Hall Sensor: A Hall Effect sensor is an electronic device that varies its output voltage in response to changes in magnetic field density. Hall sensors are used for proximity switching, positioning, speed detection and current sensing applications.
Resistor: A circuit component which offers resistance to the flow of electric current. Its electrical size is specified in ohms or megohms (1 megohm = 1,000,000 ohms). A resistor also has a power handling rating measured in watts, which indicates the amount of power which can safely be dissipated as heat by the resistor.
Microcontroller: A single-chip microcomputer with on-board program ROM and I/O that can be programmed for various control functions.
Multiplexer: This is a piece of hardware that allows one item to take the place of several. An example would be using a multiplexer to allow 10 computers to attach where only one could before.
LED: A light-emitting diode (LED) is a semiconductor device that emits incoherent narrow-spectrum light when electrically biased in the forward direction. This effect is a form of electroluminescence. The color of the emitted light depends on the chemical composition of the semiconducting material used, and can be near-ultraviolet, visible or infrared. Nick Holonyak Jr. (born 1928) of the University of Illinois at Urbana-Champaign developed the first practical visible-spectrum LED in 1962
Jumper wire: A short length of wire to route a circuit by linking two cross connect termination points.
Breadboard circuit: A circuit simulation using discrete components or partially integrated components to prove feasibility of a circuit.
Power Supply: Well I let you figure this one out
USB port: Universal Service Bus - used for connecting peripherals (printer, scanner, modem, etc.) to a PC off of a single port with the devices in a daisy chain.
Computer Program: A series of instructions or statements, in a form acceptable to a computer, prepared in order to achieve a certain result.
Debugging: The process of detecting and eliminating mistakes in computer programs or other software. Also called troubleshooting.
EEPROM: Acronym for electrically erasable programmable read-only memory. Pronounced double-ee-prom or ee-prom, an EEPROM is a special type of PROM that can be erased by exposing it to an electrical charge. Like other types of PROM, EEPROM retains its contents even when the power is turned off. Also like other types of ROM, EEPROM is not as fast as RAM. EEPROM is similar to flash memory (sometimes called flash EEPROM).
Bit: A single binary digit. Is either 0 or 1. 8 bits is on byte
Byte: Eight bits. The byte is the basis for measurement of most computer data as multiples of the byte value. A "megabyte" is one million bytes or eight million bits or a "gigabyte" is one billion bytes or eight billion bits. 1 gigabyte = 1,000 megabytes 1 terabyte = 1,000 gigabyte
In order to design something successfully, the first thing is to gather the information about the functions it is going to perform. Therefore in this section we are going to gather the information about the circuit that we are building. A system may have from dozens to thousands of requirements. This project only has a few requirements.
So lets start listing them
This is all the requirements that I can think of at this time. Now we need to identify the components that we need to accomplish the above task.

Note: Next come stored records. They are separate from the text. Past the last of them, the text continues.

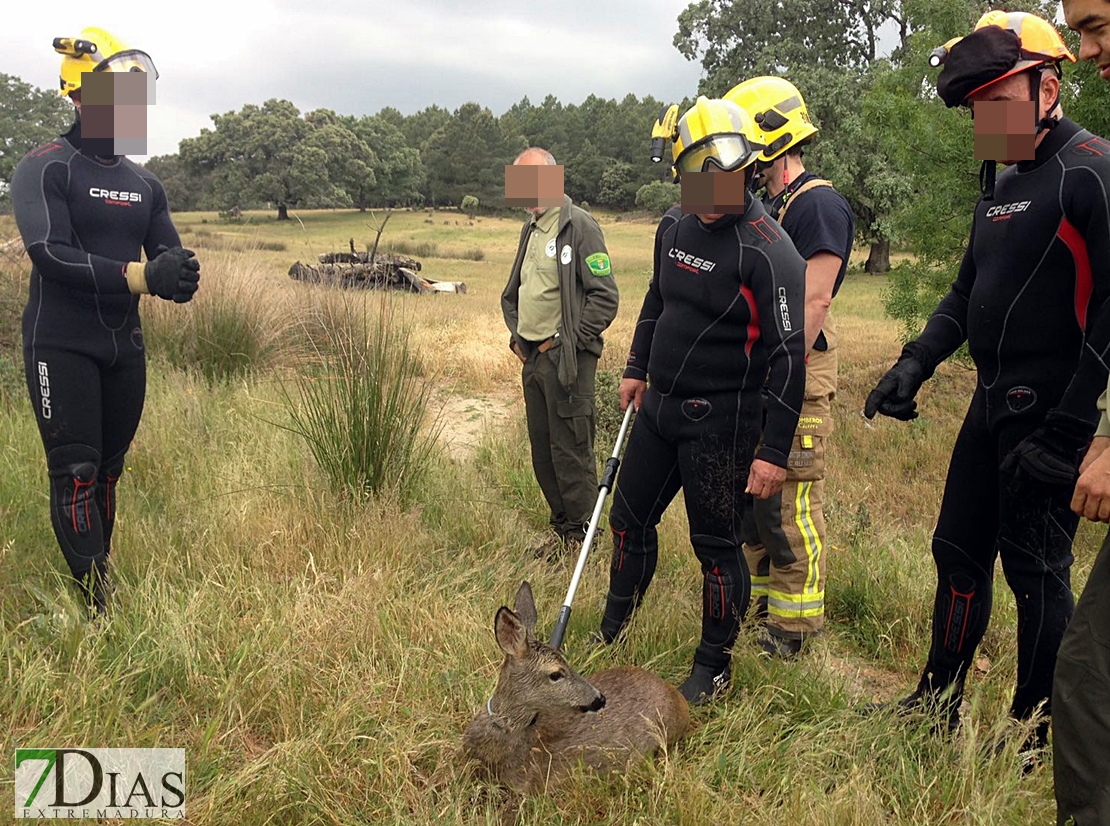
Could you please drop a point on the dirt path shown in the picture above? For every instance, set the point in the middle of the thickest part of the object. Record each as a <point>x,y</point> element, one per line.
<point>465,419</point>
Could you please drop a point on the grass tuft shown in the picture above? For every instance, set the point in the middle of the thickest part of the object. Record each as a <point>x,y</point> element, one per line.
<point>362,411</point>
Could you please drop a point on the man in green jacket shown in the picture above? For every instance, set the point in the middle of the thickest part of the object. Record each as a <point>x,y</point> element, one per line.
<point>559,299</point>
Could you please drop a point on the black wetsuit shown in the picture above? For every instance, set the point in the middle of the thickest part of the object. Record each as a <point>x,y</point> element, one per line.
<point>723,319</point>
<point>1030,299</point>
<point>82,220</point>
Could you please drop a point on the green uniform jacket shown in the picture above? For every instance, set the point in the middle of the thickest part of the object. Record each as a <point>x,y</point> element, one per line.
<point>587,291</point>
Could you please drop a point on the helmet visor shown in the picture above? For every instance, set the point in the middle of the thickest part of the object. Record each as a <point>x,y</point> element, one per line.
<point>132,60</point>
<point>725,151</point>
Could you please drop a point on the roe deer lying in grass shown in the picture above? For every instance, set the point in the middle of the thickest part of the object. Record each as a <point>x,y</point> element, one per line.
<point>544,717</point>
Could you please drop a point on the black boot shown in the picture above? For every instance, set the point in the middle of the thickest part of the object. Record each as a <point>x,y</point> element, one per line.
<point>944,705</point>
<point>705,683</point>
<point>96,590</point>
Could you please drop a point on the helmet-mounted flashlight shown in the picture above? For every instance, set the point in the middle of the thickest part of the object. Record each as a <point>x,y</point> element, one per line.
<point>73,47</point>
<point>938,56</point>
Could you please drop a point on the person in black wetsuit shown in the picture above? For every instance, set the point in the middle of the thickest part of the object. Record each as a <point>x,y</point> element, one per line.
<point>84,219</point>
<point>723,318</point>
<point>1030,300</point>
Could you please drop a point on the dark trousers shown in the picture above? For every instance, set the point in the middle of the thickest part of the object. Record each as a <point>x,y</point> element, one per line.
<point>703,446</point>
<point>987,515</point>
<point>88,410</point>
<point>561,432</point>
<point>1081,706</point>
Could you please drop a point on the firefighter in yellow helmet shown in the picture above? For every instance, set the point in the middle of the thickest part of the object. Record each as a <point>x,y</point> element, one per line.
<point>1030,300</point>
<point>723,319</point>
<point>96,50</point>
<point>785,540</point>
<point>86,219</point>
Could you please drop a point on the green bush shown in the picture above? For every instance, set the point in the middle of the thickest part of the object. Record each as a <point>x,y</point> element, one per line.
<point>657,197</point>
<point>362,412</point>
<point>608,417</point>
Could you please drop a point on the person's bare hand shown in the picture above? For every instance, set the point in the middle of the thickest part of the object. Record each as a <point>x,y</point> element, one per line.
<point>1091,499</point>
<point>1098,447</point>
<point>765,480</point>
<point>632,391</point>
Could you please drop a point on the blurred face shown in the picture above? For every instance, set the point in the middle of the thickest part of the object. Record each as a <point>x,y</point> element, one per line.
<point>1091,20</point>
<point>113,111</point>
<point>713,194</point>
<point>1006,118</point>
<point>533,184</point>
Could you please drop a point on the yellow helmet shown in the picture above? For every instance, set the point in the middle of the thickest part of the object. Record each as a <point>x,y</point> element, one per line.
<point>96,50</point>
<point>1001,44</point>
<point>778,110</point>
<point>717,132</point>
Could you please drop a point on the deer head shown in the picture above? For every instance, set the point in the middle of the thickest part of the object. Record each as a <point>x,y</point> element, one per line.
<point>535,678</point>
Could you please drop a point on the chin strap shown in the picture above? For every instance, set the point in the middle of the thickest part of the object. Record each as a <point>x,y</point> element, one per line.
<point>987,173</point>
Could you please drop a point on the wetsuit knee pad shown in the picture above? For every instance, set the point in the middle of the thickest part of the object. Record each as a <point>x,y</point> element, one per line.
<point>73,470</point>
<point>78,462</point>
<point>961,610</point>
<point>727,587</point>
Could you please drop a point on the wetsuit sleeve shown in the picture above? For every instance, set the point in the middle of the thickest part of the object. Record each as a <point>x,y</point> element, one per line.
<point>595,274</point>
<point>1103,422</point>
<point>162,232</point>
<point>39,195</point>
<point>948,325</point>
<point>778,288</point>
<point>641,351</point>
<point>1088,210</point>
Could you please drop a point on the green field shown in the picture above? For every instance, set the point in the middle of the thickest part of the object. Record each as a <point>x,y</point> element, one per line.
<point>319,654</point>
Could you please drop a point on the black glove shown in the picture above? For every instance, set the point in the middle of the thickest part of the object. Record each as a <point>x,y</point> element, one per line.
<point>894,394</point>
<point>1052,452</point>
<point>173,274</point>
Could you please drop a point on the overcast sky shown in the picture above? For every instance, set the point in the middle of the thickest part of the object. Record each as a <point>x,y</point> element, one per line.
<point>359,56</point>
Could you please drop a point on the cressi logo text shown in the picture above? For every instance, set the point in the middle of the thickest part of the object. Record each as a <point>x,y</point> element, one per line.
<point>690,262</point>
<point>115,195</point>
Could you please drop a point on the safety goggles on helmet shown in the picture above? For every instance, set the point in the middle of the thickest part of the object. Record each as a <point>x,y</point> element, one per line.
<point>726,152</point>
<point>132,60</point>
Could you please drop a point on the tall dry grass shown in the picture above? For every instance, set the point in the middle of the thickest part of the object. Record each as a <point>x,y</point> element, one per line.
<point>319,655</point>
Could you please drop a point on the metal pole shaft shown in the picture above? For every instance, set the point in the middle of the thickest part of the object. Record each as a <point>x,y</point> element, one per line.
<point>607,481</point>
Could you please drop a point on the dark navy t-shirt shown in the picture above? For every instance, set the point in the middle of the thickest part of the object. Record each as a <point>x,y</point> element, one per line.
<point>818,220</point>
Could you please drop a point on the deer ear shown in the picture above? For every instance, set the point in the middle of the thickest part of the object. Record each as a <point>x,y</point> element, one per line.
<point>526,606</point>
<point>512,635</point>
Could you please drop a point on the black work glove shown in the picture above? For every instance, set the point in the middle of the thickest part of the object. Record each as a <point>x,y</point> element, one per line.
<point>894,394</point>
<point>173,274</point>
<point>1051,453</point>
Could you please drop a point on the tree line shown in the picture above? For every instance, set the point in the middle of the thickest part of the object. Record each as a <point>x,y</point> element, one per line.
<point>904,161</point>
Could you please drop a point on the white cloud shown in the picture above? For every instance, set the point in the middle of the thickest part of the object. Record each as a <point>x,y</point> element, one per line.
<point>359,56</point>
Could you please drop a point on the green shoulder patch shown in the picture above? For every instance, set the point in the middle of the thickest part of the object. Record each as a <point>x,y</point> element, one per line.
<point>598,264</point>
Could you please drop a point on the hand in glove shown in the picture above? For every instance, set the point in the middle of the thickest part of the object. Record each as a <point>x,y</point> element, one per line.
<point>1050,454</point>
<point>894,394</point>
<point>171,274</point>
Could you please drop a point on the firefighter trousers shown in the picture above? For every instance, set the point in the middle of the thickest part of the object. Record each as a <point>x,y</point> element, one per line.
<point>785,545</point>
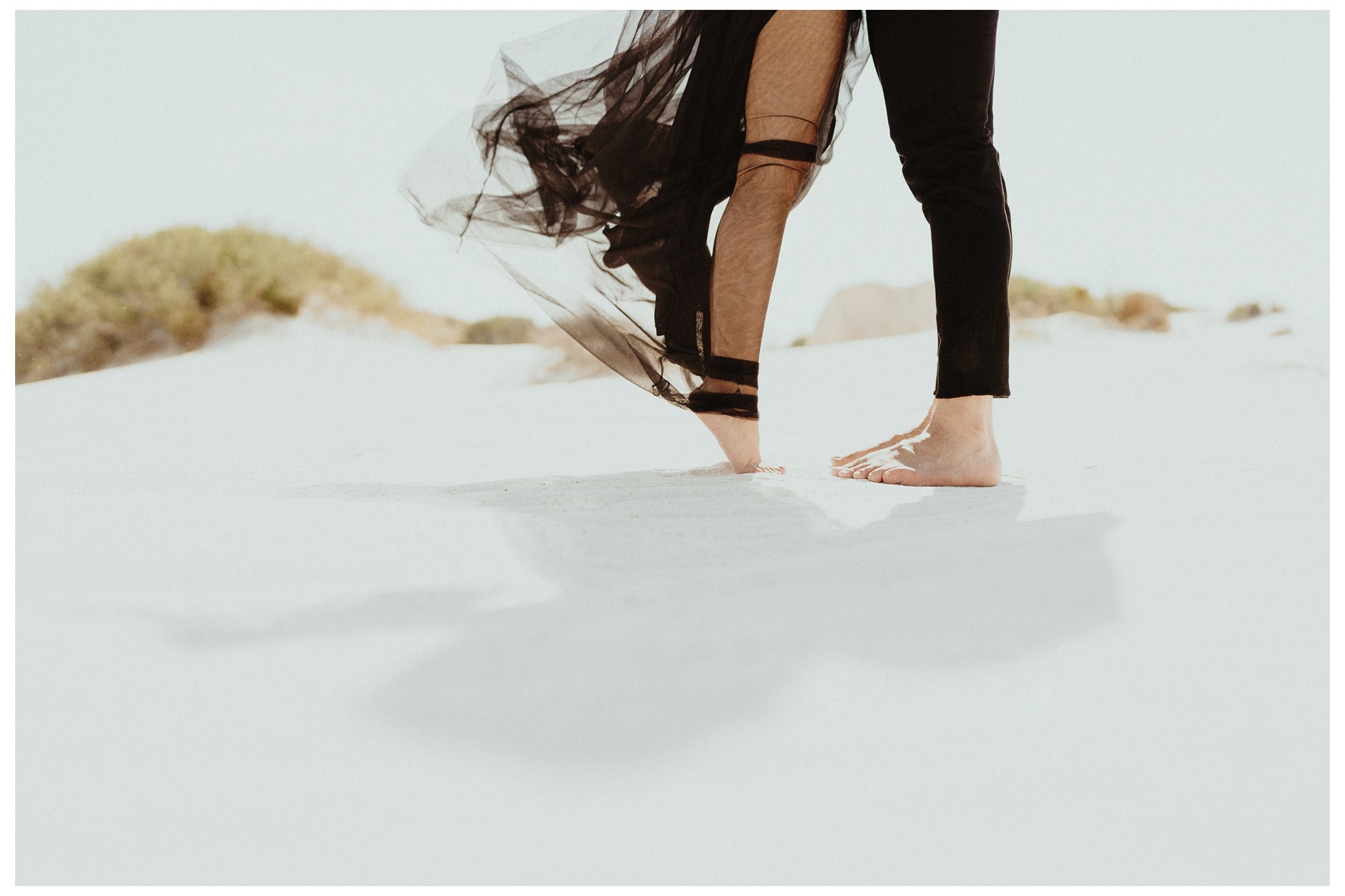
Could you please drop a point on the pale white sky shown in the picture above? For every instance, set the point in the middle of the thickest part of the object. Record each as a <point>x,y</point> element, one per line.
<point>1179,152</point>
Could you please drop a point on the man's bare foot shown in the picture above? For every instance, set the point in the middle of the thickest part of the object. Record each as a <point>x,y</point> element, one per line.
<point>957,446</point>
<point>738,436</point>
<point>841,459</point>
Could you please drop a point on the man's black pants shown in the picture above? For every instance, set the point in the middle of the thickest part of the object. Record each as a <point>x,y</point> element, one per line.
<point>938,82</point>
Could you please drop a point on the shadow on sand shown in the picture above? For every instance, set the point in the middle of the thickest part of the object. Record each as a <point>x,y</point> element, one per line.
<point>686,599</point>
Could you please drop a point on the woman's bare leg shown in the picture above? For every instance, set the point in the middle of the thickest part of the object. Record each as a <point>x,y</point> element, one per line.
<point>793,73</point>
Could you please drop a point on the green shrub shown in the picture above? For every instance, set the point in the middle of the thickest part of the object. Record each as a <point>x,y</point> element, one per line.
<point>169,291</point>
<point>500,331</point>
<point>1034,299</point>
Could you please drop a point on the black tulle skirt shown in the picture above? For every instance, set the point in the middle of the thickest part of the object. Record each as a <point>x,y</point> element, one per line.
<point>591,171</point>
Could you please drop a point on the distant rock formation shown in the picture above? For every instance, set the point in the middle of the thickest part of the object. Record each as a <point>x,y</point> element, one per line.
<point>872,309</point>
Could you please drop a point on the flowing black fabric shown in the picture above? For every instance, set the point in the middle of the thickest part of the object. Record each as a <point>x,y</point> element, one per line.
<point>594,186</point>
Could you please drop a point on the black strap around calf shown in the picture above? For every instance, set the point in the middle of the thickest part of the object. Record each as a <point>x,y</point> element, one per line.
<point>731,370</point>
<point>728,403</point>
<point>791,150</point>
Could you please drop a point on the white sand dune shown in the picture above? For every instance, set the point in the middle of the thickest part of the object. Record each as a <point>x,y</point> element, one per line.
<point>311,608</point>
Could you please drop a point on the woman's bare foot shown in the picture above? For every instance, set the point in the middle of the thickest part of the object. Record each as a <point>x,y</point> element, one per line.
<point>957,446</point>
<point>841,459</point>
<point>738,436</point>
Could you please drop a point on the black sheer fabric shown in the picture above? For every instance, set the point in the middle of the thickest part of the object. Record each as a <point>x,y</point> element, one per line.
<point>594,186</point>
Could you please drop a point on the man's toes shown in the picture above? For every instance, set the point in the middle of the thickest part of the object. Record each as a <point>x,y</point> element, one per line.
<point>898,476</point>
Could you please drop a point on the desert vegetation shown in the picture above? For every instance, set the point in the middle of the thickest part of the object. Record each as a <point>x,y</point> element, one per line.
<point>169,292</point>
<point>1136,310</point>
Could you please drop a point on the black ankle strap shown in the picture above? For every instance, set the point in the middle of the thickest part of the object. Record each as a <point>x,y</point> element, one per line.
<point>730,403</point>
<point>791,150</point>
<point>732,370</point>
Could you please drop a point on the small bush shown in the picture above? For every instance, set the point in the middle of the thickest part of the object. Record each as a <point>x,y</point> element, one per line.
<point>1136,310</point>
<point>1251,309</point>
<point>170,291</point>
<point>1034,299</point>
<point>500,331</point>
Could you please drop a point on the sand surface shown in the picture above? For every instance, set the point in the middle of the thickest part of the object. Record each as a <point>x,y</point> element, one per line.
<point>318,608</point>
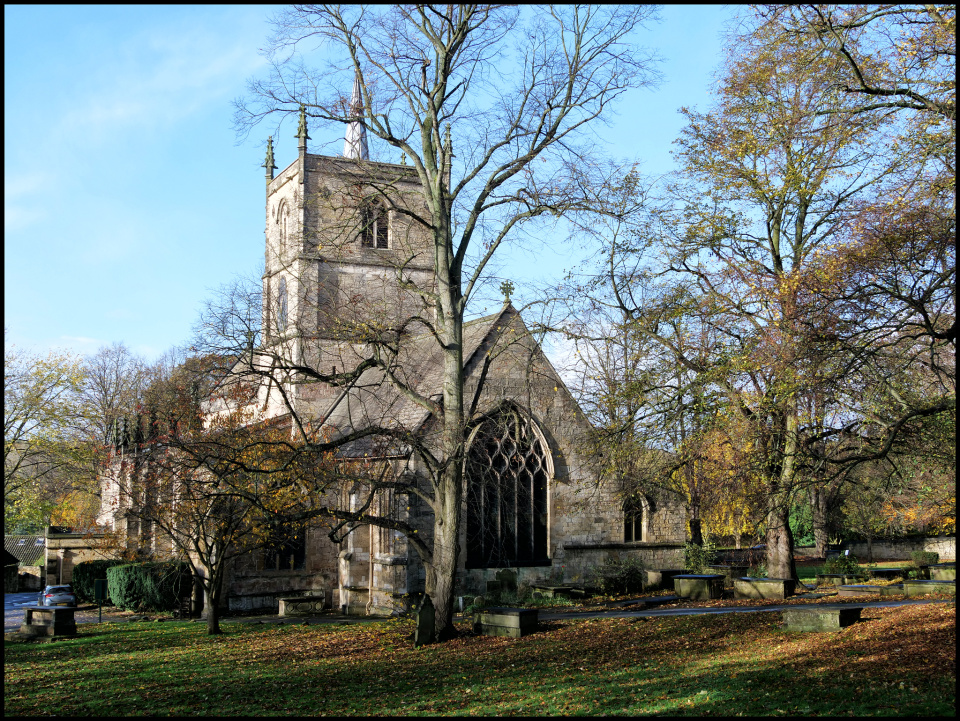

the table below will list all the components that we need for our project. Later on we will take a closer look at each component
Note: The above is just a suggestions where you can purchase these components. There are other suppliers that will carry them as well. Digikey is another alternative place to purchase them.
Note: The Microcontroller Basic stamp kit that I listed from Radio Shack is really made by a company called Parallax Inc. For some reason they don't sell that to customer directly and it is distributed through Radio Shack. Also you may get luck and find it on eBay for much cheaper.
What's a Microcontroller?
The What's Microcontroller package comes with Basic Stamp 2 Microcontroller (BS2), Programming board called Board of Education (BOE), book, Hardware packages, contain servo, LED, 1 7-sigments LED, resistors, capacitors, jumper cables and whole bounce of other stuff. Included in the package is a book that gives you a step by step introduction to BS2 . The Book also walks you through numbers of experiments that you can do with your new BS2. Also included in the package is the software, an interface cable for programming the BS2 module and connect the BOE to you computer during programming phase.
Microcontroller can be thought of as very small computers which may be programmed to control systems such as cell phones, robots, automotive systems and of course our digital tachometers that we are about to build. The Microcontroller that we are using in this project is called Basic Stamp 2 or simply BS2 and is manufactured by Parallax inc.
The BASIC stamp 2 is hybrid Microcontroller which is designed to be programmed in a version of the BASIC programming language called PBASIC. It is designed to be easier to work with than most assembly language based Microcontroller.
Parallax makes several versions of the BASIC stamp Microcontroller. BS2 has 2K Bytes of EEPROM of memory with speed of 20 MHZ which gives you 4000 instructions/second and 26 Bytes of RAM.
The BS2 stamp module needs to be connected to power for it to run. It also needs to be connected to PC so it can be programmed.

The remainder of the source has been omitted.